4-year old blueberry shrub
(Left) Before pruning; (Right) After pruning. Pruning reduced the fruit buds by about 5%. In very fertile soils a larger number of fruit buds might be left for a heavier crop.
Pruning mature blueberries (6 years and older)
- A healthy plant should be 5- to 7-feet tall and produce 3 to 5 new canes several feet tall yearly.
- Each spring, select the best two to three new canes to retain and remove some of the oldest canes. (Canes over 1 in. in diameter do not produce the best fruit.) When you fail to remove older branches, the new canes are likely to be willowy and produce only a few berries at the top.

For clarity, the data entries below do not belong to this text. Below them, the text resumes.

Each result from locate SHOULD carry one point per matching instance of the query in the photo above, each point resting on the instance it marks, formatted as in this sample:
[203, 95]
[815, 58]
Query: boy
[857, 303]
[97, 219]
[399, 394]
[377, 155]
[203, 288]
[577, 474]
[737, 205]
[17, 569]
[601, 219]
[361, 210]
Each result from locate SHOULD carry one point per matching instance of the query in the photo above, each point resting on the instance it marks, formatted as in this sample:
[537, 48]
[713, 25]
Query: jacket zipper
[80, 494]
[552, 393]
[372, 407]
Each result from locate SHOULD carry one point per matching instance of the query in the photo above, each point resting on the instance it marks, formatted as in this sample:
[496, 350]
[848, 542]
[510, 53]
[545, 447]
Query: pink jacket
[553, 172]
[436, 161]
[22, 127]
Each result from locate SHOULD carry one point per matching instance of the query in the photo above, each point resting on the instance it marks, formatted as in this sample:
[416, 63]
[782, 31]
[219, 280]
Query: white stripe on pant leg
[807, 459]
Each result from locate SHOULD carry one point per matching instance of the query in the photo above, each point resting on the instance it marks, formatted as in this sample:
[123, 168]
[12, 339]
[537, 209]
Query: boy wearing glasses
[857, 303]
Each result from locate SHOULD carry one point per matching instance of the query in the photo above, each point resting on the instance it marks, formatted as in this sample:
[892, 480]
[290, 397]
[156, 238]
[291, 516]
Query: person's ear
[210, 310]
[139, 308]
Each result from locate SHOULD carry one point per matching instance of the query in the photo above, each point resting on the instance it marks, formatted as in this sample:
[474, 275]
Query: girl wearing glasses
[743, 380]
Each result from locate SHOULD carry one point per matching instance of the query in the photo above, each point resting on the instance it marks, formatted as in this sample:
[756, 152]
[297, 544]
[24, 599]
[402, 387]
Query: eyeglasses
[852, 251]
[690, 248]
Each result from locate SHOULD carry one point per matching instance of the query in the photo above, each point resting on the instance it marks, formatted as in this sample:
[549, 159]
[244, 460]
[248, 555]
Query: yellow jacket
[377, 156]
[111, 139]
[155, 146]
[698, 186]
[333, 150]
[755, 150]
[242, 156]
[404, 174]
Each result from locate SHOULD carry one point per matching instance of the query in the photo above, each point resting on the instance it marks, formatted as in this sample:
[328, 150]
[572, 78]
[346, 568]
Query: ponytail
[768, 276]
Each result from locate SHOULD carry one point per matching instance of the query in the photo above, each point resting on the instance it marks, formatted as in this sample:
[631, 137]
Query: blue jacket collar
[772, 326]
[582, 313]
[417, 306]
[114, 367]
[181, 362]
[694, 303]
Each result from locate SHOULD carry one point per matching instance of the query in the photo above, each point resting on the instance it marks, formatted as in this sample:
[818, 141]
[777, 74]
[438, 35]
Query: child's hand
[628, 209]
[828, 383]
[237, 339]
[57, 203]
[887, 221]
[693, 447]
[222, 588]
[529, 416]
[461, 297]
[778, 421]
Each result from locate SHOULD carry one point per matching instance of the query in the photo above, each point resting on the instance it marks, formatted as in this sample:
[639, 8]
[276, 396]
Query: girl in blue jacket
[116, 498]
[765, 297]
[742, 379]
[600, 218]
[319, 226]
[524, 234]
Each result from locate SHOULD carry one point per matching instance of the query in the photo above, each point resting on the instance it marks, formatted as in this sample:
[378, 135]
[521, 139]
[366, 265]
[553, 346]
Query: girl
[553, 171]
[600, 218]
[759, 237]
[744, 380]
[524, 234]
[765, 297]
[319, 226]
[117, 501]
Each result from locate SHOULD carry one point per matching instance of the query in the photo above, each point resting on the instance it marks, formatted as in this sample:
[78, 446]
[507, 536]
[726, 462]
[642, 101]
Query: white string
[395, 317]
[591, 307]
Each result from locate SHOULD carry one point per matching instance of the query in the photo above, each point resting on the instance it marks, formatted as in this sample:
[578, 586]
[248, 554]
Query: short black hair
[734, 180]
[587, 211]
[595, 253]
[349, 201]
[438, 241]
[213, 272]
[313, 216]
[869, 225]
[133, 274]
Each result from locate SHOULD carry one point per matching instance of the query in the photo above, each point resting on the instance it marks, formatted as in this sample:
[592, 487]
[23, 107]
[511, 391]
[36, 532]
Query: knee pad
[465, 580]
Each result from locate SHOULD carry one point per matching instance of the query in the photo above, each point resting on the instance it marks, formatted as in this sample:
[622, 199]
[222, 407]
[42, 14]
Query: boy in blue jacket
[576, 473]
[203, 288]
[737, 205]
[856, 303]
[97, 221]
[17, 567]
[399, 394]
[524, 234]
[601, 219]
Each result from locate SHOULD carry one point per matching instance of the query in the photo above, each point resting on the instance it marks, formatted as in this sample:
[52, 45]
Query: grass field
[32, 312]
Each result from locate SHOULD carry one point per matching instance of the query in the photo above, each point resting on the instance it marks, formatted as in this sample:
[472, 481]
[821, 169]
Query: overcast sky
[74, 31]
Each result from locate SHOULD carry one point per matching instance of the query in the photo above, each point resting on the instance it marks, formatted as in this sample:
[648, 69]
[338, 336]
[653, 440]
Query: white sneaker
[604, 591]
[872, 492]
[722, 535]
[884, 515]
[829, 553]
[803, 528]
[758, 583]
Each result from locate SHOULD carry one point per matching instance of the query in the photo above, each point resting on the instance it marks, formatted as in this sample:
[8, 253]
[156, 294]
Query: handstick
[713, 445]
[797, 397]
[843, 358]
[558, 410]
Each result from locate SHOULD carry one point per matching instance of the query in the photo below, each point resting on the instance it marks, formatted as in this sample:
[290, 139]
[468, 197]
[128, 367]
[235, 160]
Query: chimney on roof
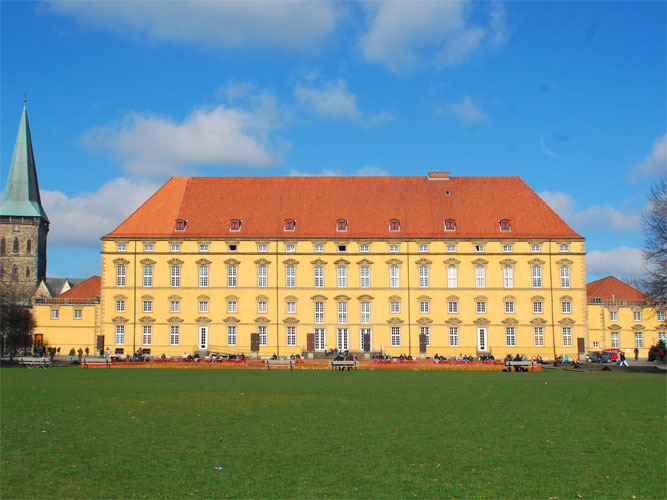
[438, 176]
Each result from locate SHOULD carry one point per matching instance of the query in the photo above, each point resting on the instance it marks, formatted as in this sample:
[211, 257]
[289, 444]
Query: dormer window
[505, 224]
[235, 225]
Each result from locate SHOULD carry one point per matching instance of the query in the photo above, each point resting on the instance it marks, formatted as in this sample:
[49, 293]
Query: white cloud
[406, 35]
[292, 26]
[81, 220]
[152, 145]
[594, 217]
[655, 163]
[622, 262]
[332, 99]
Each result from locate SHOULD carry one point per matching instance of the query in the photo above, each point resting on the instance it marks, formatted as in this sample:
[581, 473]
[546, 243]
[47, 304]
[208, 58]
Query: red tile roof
[368, 203]
[610, 286]
[88, 289]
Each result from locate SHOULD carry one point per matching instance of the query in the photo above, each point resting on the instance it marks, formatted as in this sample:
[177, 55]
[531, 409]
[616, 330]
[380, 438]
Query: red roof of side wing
[367, 203]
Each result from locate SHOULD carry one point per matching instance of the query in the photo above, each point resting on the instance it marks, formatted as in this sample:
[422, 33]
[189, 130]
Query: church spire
[21, 197]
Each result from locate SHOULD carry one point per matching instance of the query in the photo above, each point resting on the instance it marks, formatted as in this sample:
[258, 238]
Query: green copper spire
[22, 192]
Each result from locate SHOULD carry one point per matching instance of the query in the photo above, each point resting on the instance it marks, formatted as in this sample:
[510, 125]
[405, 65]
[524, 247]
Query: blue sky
[570, 96]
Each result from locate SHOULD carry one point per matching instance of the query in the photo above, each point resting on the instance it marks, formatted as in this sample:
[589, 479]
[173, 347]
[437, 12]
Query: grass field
[73, 433]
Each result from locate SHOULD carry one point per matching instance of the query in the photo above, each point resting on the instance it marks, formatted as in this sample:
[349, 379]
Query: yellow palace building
[396, 265]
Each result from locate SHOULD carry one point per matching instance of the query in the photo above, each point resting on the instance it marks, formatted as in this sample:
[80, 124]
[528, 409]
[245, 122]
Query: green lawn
[120, 433]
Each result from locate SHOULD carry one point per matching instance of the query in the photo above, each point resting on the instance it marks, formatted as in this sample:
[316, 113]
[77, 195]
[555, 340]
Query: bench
[341, 365]
[279, 362]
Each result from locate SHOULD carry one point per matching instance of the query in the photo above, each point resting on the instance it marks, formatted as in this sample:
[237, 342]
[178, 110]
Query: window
[147, 335]
[120, 334]
[394, 277]
[508, 276]
[452, 277]
[537, 277]
[342, 313]
[365, 313]
[319, 313]
[454, 336]
[505, 225]
[231, 335]
[120, 275]
[174, 334]
[615, 340]
[291, 335]
[262, 280]
[565, 277]
[231, 276]
[203, 276]
[290, 276]
[342, 276]
[567, 336]
[175, 276]
[480, 276]
[510, 336]
[365, 277]
[319, 277]
[425, 333]
[395, 336]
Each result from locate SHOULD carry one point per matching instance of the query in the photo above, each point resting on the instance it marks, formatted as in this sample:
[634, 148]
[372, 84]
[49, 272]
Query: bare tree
[655, 244]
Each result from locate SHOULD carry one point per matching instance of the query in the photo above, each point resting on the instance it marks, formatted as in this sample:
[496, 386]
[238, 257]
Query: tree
[655, 234]
[17, 323]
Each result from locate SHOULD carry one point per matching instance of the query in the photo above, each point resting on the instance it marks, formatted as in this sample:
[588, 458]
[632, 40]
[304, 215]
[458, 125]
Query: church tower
[23, 223]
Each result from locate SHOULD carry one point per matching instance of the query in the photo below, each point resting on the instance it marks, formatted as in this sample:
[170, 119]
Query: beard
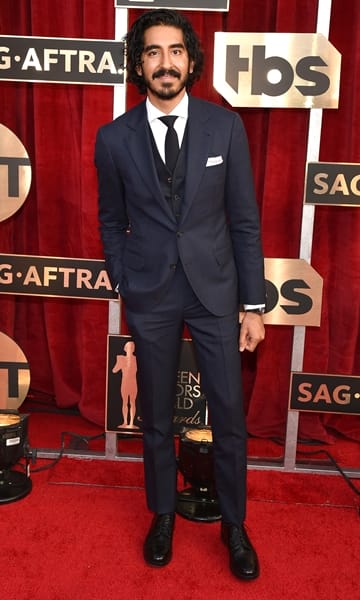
[168, 89]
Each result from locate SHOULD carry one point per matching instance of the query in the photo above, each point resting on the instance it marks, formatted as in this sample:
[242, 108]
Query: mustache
[162, 72]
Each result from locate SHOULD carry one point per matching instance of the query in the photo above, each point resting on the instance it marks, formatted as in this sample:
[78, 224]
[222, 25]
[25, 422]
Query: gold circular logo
[14, 374]
[15, 173]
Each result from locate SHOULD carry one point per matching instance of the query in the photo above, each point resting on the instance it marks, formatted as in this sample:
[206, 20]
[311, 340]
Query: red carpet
[79, 534]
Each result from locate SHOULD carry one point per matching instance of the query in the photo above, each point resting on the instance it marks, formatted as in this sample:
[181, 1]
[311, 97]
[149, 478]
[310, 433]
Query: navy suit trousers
[157, 336]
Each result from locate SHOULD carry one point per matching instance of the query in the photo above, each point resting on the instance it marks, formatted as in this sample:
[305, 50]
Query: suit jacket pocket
[134, 261]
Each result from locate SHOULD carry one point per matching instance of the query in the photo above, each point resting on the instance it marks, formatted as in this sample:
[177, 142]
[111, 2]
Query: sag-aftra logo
[289, 70]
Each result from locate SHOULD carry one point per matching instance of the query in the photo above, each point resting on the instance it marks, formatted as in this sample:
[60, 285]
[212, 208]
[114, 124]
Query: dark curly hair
[134, 44]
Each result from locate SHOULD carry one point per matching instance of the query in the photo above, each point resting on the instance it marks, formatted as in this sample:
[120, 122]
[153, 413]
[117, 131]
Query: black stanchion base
[198, 505]
[14, 486]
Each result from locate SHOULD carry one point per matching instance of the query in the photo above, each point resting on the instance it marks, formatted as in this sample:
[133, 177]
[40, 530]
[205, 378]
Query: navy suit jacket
[217, 238]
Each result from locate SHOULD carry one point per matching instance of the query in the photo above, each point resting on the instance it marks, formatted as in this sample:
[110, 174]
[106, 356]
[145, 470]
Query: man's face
[165, 63]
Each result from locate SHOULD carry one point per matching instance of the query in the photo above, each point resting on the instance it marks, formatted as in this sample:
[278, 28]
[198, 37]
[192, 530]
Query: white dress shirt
[159, 128]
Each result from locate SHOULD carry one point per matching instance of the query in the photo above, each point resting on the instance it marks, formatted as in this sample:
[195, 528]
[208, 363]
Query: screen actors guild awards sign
[61, 60]
[279, 70]
[123, 413]
[15, 173]
[335, 184]
[325, 393]
[14, 374]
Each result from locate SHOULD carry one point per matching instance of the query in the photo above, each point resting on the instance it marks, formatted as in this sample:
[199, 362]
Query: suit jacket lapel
[199, 138]
[141, 151]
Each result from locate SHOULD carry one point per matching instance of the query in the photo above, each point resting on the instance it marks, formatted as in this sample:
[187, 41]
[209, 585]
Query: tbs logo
[287, 70]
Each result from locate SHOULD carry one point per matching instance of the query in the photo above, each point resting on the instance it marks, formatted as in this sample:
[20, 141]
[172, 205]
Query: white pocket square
[214, 160]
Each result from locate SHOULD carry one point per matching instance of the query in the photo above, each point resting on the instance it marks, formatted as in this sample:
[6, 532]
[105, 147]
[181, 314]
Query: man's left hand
[252, 331]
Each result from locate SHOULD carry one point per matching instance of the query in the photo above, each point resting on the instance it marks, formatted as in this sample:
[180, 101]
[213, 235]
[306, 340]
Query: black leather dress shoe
[158, 542]
[244, 562]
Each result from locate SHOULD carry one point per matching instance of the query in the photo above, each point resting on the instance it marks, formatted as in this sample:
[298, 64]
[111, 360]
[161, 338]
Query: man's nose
[166, 60]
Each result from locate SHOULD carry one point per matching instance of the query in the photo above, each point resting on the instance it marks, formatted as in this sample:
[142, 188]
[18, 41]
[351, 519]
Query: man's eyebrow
[157, 46]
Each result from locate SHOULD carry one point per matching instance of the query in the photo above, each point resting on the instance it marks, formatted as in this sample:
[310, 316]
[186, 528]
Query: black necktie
[171, 142]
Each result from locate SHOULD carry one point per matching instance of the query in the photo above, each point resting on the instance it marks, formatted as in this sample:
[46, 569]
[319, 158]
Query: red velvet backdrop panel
[65, 340]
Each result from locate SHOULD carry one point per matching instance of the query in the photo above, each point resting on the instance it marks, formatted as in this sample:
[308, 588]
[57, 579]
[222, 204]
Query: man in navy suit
[182, 245]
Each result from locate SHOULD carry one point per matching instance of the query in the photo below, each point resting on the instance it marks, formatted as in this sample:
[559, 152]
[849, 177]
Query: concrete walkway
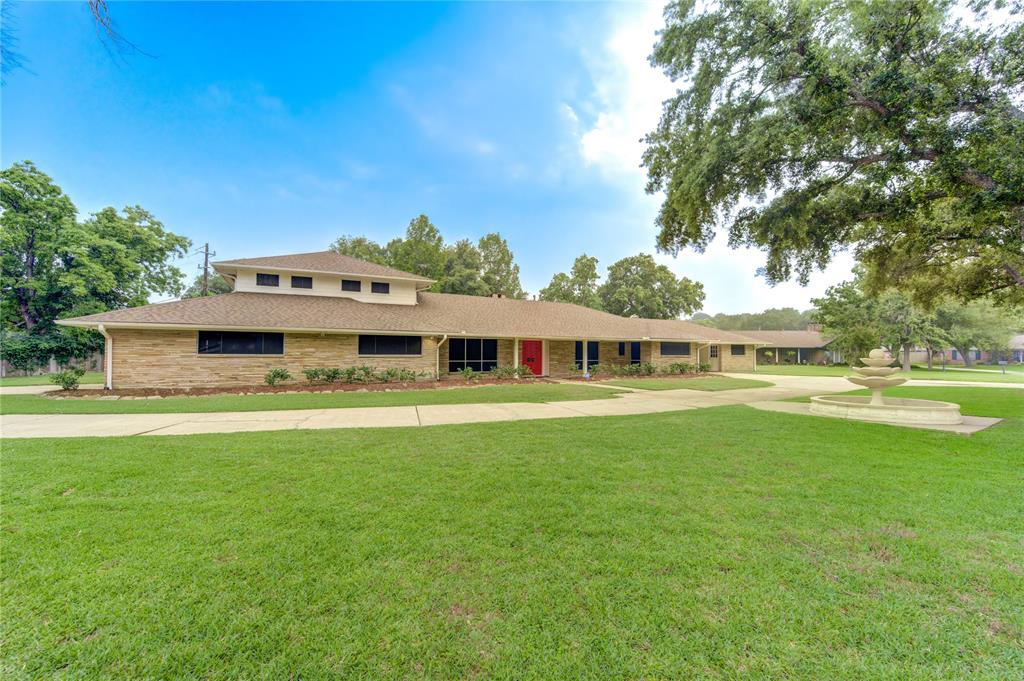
[636, 401]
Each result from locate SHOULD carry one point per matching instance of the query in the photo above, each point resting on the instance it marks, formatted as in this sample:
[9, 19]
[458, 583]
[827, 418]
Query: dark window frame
[480, 354]
[674, 349]
[264, 279]
[593, 348]
[368, 345]
[215, 342]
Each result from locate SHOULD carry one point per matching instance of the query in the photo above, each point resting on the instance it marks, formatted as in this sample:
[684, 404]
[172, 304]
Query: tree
[462, 270]
[850, 318]
[421, 252]
[639, 286]
[579, 287]
[774, 317]
[217, 286]
[54, 266]
[498, 268]
[361, 248]
[813, 126]
[976, 325]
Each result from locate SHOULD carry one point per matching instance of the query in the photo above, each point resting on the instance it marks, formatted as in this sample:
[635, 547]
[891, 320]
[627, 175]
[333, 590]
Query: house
[794, 347]
[325, 309]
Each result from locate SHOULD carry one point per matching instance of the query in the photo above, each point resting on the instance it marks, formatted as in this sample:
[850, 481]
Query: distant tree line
[785, 318]
[54, 265]
[635, 286]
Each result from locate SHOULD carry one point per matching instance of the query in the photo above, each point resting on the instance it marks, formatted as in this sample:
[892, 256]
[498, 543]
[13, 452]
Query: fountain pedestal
[877, 375]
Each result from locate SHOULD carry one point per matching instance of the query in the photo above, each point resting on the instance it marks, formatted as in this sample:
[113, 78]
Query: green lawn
[541, 392]
[11, 381]
[916, 374]
[710, 383]
[721, 543]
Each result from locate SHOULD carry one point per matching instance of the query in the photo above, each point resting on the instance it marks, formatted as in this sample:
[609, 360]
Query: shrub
[522, 371]
[275, 376]
[68, 379]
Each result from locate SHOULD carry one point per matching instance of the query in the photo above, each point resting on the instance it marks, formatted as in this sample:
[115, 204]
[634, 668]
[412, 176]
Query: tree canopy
[635, 285]
[55, 266]
[482, 269]
[810, 126]
[788, 318]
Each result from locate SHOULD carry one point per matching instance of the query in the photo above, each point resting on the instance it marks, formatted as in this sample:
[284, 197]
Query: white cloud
[607, 126]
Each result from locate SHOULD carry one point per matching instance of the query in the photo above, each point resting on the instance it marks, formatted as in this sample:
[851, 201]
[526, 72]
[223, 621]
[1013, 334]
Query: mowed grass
[915, 373]
[710, 383]
[721, 543]
[539, 392]
[12, 381]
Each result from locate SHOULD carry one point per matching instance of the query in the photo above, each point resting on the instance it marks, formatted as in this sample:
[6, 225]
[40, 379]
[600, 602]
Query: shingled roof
[802, 339]
[328, 262]
[435, 313]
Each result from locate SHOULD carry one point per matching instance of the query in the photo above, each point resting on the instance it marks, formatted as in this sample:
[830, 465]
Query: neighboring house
[794, 347]
[325, 309]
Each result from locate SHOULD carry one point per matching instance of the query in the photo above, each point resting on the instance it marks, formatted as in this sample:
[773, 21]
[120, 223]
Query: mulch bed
[443, 384]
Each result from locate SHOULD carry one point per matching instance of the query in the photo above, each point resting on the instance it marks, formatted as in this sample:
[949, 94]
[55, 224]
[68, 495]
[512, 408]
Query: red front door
[532, 356]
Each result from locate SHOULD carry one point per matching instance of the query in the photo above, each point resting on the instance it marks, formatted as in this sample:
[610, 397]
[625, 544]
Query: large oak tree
[809, 126]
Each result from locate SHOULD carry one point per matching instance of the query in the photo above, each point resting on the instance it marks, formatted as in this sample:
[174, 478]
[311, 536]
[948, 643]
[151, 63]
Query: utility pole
[206, 268]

- Pruning will result in a plant with 12 to 18 canes of varying ages. This is an optimal scenario; many plants will deviate from this ideal.
- Also, remove the lowest branches and thin out branches in the center.
- The lower branches bear fruit that is dirty and difficult to pick; the center branches produce small, poorly colored, and late-ripening fruit.
- Overly long canes with many flower buds may be headed back, but do not try to top canes to stimulate growth.